The rapid proliferation of AI chatbots has made it difficult to know which models are actually improving and which are falling behind. Traditional academic benchmarks only tell you so much, which has led many to lean on vibes-based analysis from LM Arena. However, a new study claims this popular AI ranking platform is rife with unfair practices, favoring large companies that just so happen to rank near the top of the index. The site’s operators, however, say the study draws the wrong conclusions.
LM Arena was created in 2023 as a research project at UC Berkeley. The pitch is simple—users feed a prompt into two unidentified AI models in the “Chatbot Arena” and evaluate the outputs to vote on the one they like more. This data is aggregated in the LM Arena leaderboard that shows which models people like the most, which can help track improvements in AI models.
Companies are paying more attention to this ranking as the AI market heats up. Google noted when it released Gemini 2.5 Pro that the model debuted at the top of the LM Arena leaderboard, where it remains to this day. Meanwhile, DeepSeek’s strong performance in the Chatbot Arena earlier this year helped to catapult it to the upper echelons of the LLM race.
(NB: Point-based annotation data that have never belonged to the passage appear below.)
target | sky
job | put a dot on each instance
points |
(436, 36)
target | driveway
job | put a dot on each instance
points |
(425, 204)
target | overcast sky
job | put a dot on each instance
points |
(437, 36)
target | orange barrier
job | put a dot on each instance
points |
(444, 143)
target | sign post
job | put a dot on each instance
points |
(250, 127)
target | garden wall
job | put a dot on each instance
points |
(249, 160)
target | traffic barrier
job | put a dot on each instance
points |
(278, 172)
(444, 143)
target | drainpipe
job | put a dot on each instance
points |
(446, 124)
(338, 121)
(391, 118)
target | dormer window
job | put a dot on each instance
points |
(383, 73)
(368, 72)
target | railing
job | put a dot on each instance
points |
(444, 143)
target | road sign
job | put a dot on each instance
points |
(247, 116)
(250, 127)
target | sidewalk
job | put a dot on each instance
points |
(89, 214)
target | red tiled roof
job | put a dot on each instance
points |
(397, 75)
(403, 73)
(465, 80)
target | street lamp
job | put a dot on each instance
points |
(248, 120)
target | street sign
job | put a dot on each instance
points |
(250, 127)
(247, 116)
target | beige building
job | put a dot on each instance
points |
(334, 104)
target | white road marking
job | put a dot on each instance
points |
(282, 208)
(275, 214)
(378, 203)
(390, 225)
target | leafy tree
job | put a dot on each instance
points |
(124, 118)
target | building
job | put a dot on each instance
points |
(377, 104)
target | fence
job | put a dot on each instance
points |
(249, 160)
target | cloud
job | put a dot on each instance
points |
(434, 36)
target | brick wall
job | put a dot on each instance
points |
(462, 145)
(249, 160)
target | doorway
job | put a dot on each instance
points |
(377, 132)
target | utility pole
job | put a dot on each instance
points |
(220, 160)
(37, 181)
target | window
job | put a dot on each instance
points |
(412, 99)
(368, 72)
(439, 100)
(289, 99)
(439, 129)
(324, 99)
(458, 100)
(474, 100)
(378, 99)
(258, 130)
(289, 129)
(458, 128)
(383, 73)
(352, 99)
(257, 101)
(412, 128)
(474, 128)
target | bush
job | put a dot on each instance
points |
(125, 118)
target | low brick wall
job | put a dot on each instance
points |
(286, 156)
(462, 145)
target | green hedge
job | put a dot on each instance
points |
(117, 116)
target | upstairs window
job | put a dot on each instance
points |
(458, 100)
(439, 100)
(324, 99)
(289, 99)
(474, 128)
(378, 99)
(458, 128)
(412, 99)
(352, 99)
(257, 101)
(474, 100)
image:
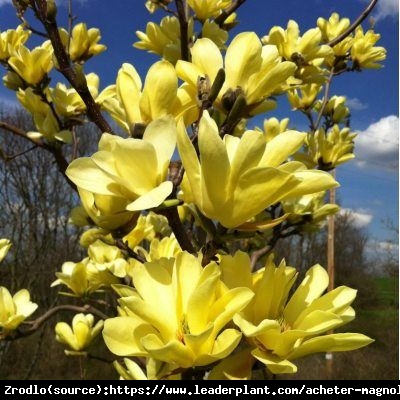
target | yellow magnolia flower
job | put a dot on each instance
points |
(81, 335)
(67, 101)
(328, 150)
(166, 247)
(331, 29)
(107, 212)
(252, 70)
(45, 121)
(280, 329)
(308, 211)
(235, 179)
(131, 169)
(5, 245)
(302, 50)
(153, 5)
(177, 314)
(335, 109)
(83, 43)
(163, 39)
(32, 65)
(10, 40)
(14, 309)
(273, 127)
(213, 32)
(83, 278)
(129, 106)
(304, 97)
(155, 370)
(208, 8)
(364, 53)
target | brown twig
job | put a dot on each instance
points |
(178, 228)
(68, 70)
(55, 150)
(325, 99)
(183, 24)
(227, 12)
(354, 25)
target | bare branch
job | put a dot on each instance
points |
(55, 149)
(227, 12)
(354, 25)
(69, 72)
(183, 23)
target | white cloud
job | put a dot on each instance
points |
(361, 217)
(379, 144)
(386, 8)
(355, 104)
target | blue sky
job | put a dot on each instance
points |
(369, 186)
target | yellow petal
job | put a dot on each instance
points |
(162, 134)
(281, 147)
(235, 367)
(152, 198)
(242, 59)
(313, 285)
(122, 335)
(274, 363)
(159, 91)
(331, 343)
(171, 352)
(214, 164)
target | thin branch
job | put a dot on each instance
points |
(227, 12)
(55, 150)
(354, 25)
(178, 228)
(325, 99)
(183, 24)
(35, 325)
(68, 71)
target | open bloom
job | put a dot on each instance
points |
(235, 179)
(129, 105)
(253, 70)
(83, 278)
(80, 335)
(14, 309)
(177, 314)
(208, 8)
(328, 149)
(280, 329)
(364, 53)
(130, 169)
(10, 40)
(83, 43)
(32, 65)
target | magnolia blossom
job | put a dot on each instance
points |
(281, 328)
(176, 314)
(237, 178)
(80, 335)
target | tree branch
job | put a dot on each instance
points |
(50, 313)
(183, 23)
(354, 25)
(178, 229)
(59, 158)
(227, 12)
(67, 70)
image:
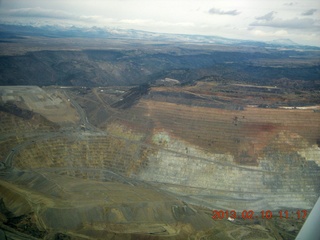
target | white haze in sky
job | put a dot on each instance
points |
(265, 20)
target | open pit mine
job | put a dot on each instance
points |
(199, 161)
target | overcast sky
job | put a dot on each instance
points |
(298, 20)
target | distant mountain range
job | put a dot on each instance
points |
(53, 31)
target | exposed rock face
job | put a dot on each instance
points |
(140, 173)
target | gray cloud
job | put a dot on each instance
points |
(295, 23)
(309, 12)
(222, 12)
(268, 17)
(290, 4)
(40, 13)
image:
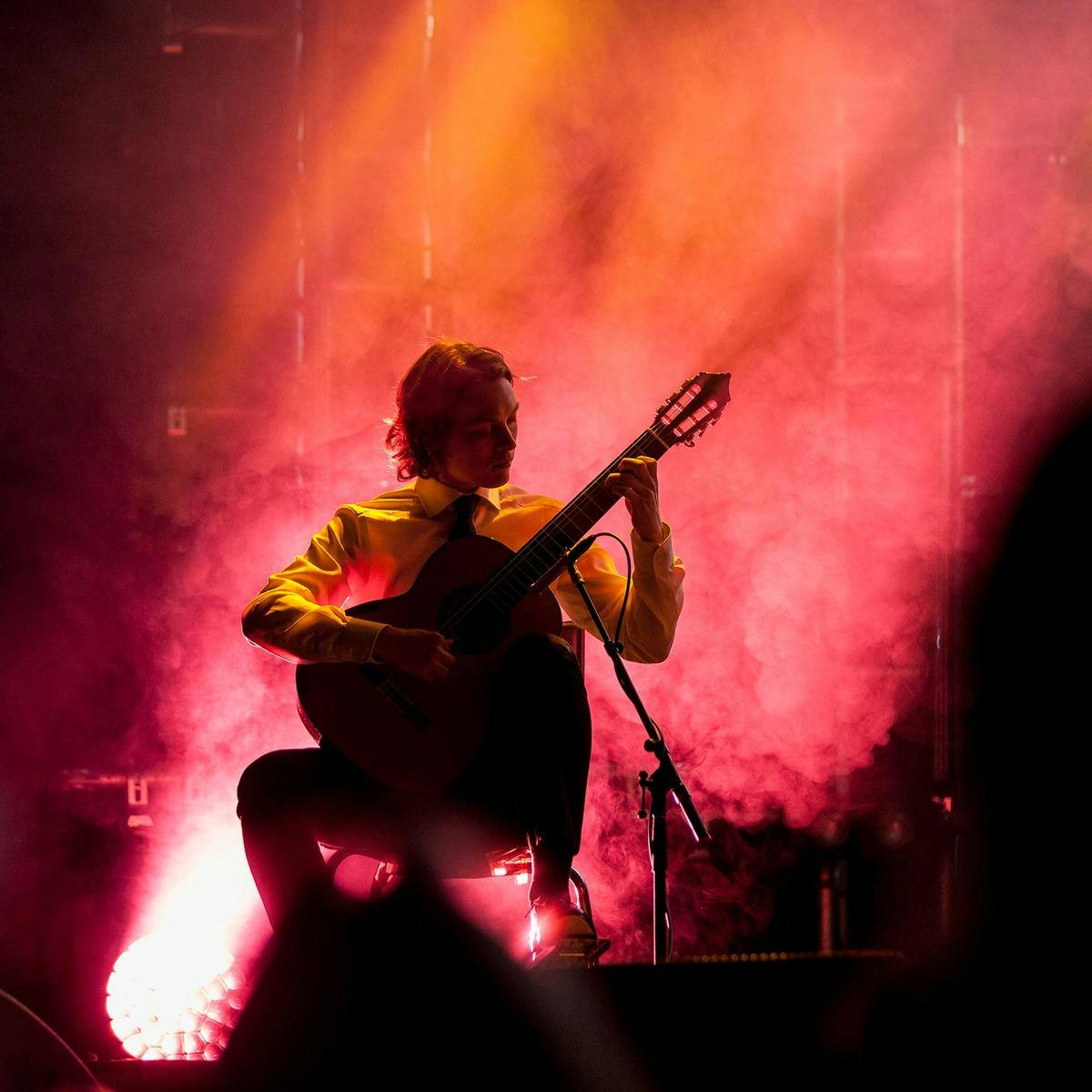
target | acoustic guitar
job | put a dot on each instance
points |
(419, 736)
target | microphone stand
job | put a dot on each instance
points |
(663, 782)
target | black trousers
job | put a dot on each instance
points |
(529, 781)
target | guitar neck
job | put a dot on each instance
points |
(536, 563)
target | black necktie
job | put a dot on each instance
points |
(464, 516)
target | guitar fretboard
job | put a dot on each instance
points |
(536, 561)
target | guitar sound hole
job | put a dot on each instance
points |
(479, 631)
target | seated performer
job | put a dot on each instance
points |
(454, 435)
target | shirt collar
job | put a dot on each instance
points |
(435, 496)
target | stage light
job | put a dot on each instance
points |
(174, 997)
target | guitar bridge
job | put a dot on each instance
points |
(405, 705)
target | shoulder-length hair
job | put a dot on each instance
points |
(427, 397)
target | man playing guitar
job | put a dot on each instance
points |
(453, 441)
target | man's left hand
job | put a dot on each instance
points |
(636, 480)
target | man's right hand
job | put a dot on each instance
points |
(420, 652)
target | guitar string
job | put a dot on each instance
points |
(544, 544)
(538, 550)
(541, 549)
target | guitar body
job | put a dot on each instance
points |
(407, 733)
(420, 736)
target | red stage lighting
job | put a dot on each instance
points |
(172, 997)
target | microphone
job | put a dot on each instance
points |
(580, 550)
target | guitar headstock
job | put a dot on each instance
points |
(691, 410)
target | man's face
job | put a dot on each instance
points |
(481, 442)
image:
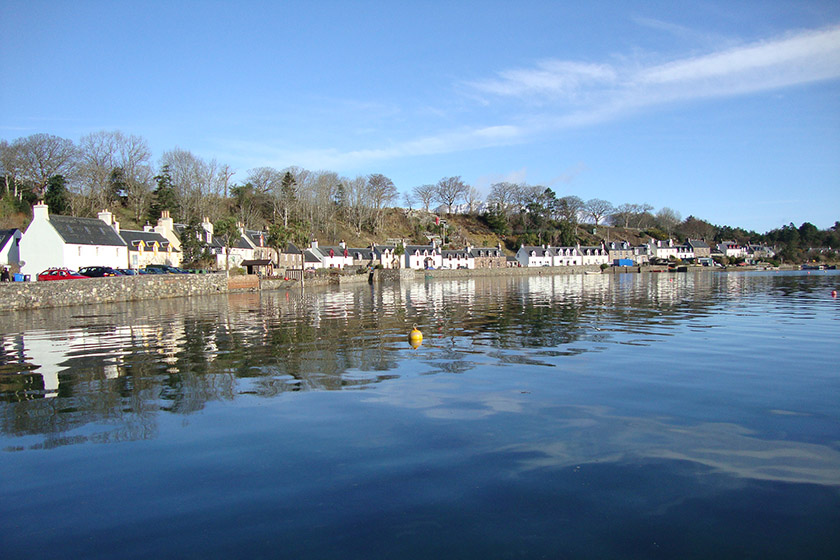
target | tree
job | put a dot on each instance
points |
(278, 237)
(570, 208)
(197, 183)
(597, 209)
(194, 252)
(164, 197)
(425, 194)
(694, 228)
(227, 232)
(449, 190)
(408, 200)
(667, 219)
(473, 198)
(42, 156)
(382, 192)
(10, 167)
(286, 197)
(57, 197)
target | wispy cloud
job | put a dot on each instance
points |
(797, 59)
(554, 95)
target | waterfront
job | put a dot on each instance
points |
(690, 415)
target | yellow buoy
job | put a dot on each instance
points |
(415, 337)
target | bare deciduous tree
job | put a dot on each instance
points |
(473, 198)
(425, 194)
(504, 197)
(667, 219)
(382, 192)
(597, 209)
(570, 208)
(42, 156)
(450, 190)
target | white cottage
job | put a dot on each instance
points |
(566, 256)
(10, 247)
(420, 257)
(535, 255)
(65, 241)
(453, 260)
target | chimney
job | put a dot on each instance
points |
(40, 211)
(106, 217)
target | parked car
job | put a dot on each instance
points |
(163, 269)
(99, 271)
(58, 274)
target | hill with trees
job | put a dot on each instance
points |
(112, 170)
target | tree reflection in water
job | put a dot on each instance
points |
(105, 374)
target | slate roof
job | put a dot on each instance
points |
(456, 253)
(411, 249)
(134, 237)
(254, 237)
(538, 250)
(361, 254)
(5, 236)
(85, 231)
(486, 252)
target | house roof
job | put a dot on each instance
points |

The researchers, hailing from Cohere Labs, Princeton, and MIT, believe AI developers may have placed too much stock in LM Arena. The new study, available on the preprint arXiv server, claims the arena rankings are distorted by practices that make it easier for proprietary chatbots to outperform open ones. The authors say LM Arena allows developers of proprietary large language models (LLMs) to test multiple versions of their AI on the platform. However, only the highest performing one is added to the public leaderboard.
Meta tested 27 versions of Llama-4 before releasing the version that appeared on the leaderboard.
Credit:
Shivalika Singh et al.
Some AI developers are taking extreme advantage of the private testing option. The study reports that Meta tested a whopping 27 private variants of Llama-4 before release. Google is also a beneficiary of LM Arena’s private testing system, having tested 10 variants of Gemini and Gemma between January and March 2025.
This study also calls out LM Arena for what appears to be much greater promotion of private models like Gemini, ChatGPT, and Claude. Developers collect data on model interactions from the Chatbot Arena API, but teams focusing on open models consistently get the short end of the stick.